Exports Won’t Save the Gas Industry
Oil and gas producers have been counting on exports of liquefied natural gas (LNG) to prop up demand and justify massive new fossil fuel infrastructure investments. It is an increasingly dubious assumption.
Europe’s demand for gas imports surged in 2022 after Russia shut off its pipelines, sending prices for LNG cargoes to record highs. Despite generating massive short-term profits for the gas industry, the extreme cost and price volatility risks have undermined the fuel’s future. The unaffordability of LNG has led to blackouts in Bangladesh and Pakistan and created permanent demand destruction in both Asia and Europe. As a consequence, even conservative estimates now expect that global gas demand will peak in the 2020s.
Pipelines Face an Equally Perilous Future
Pipeline owners face similar financial risks. As clean energy increasingly dominates power generation, utilization of new gas pipelines could be cut by between 20% and 60% by 2035, potentially producing a “death spiral” for their owners.
Significant transition risks also confront gas distribution utilities. According to one estimate, as much as $180 billion in distribution infrastructure could be stranded as electrification continues to displace gas use in buildings.
Plastics Won’t Save the Industry Either
The surge in gas production from U.S. fracking has expanded the market for ethane, a component of gas sold as a petrochemical feedstock and used for producing plastics.
The gas industry was counting on continued growth in this market, but instead, demand for plastics is being threatened by both the coronavirus pandemic and recent actions by governments around the world, including local governments in the United States, to reduce plastic consumption. Further restrictions on plastics are expected too, as the world mobilizes to address climate change and ocean health.
Plastics production and incineration produce significant levels of greenhouse gas emissions (which, if left unchecked, could consume more than 10% of the remaining carbon budget scientists have set to stay under 1.5°C of warming). And the ocean is polluted with about 8 million metric tons of plastic every year, the weight of nearly 90 aircraft carriers, according to the National Oceanic and Atmospheric Administration.

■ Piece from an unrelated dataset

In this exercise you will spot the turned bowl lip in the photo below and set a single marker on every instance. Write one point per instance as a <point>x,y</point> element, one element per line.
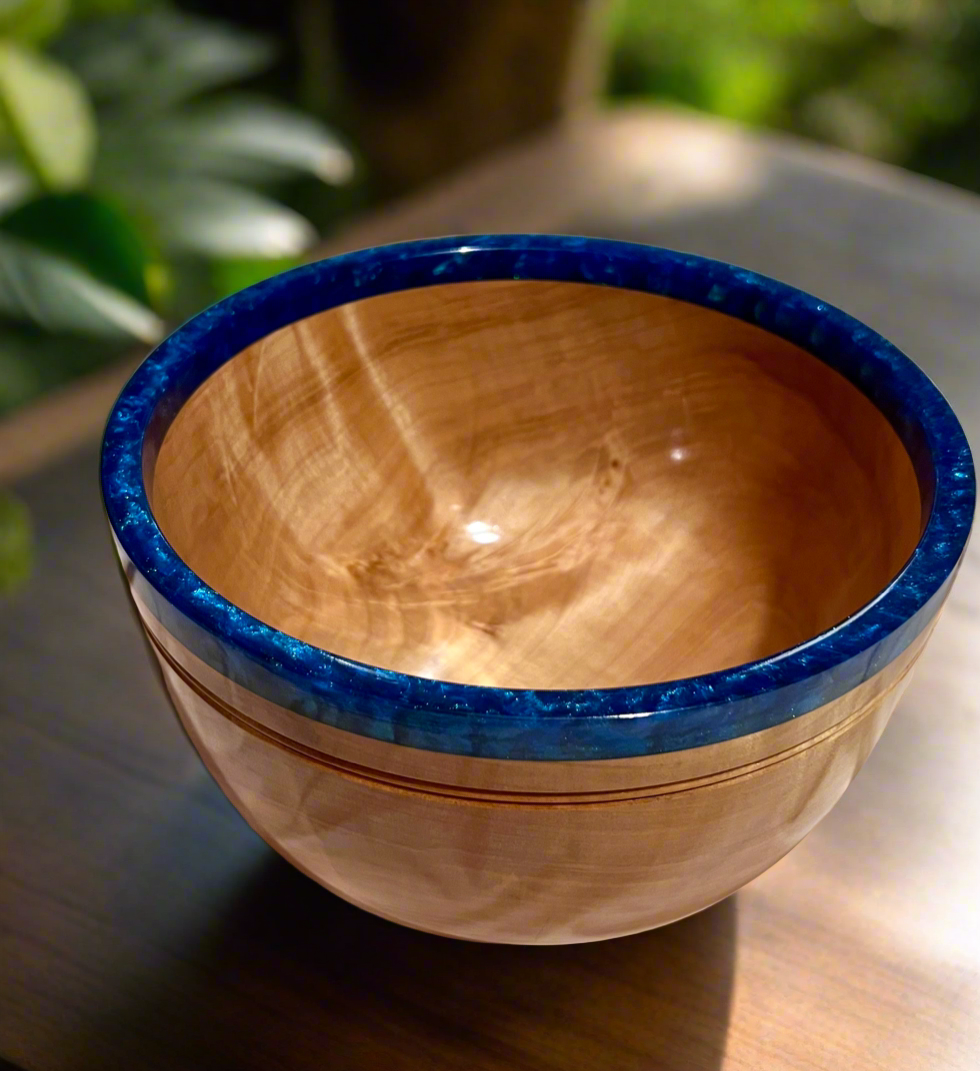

Petrochemical demand won't save the oil and gas industry. Instead, it has emerged as an increasingly serious shareholder investment risk.

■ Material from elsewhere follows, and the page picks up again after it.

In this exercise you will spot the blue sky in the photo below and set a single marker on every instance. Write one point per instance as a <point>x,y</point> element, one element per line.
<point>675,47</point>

Jobs in the Oil and Gas Sector are Disappearing from the Economy
The current upswing in oil and gas profits has not brought back jobs in the industry, which peaked in September 2014.
We are likely already in the midst of the sector’s terminal decline. Government policy, planning, and investment are needed to protect oil and gas workers: A just transition would combine comprehensive social support for impacted workers, a major initiative to remediate the nation’s 3 million abandoned oil and gas wells that would employ impacted workers, bold investments in clean energy careers of tomorrow, and unionization of clean energy workforces.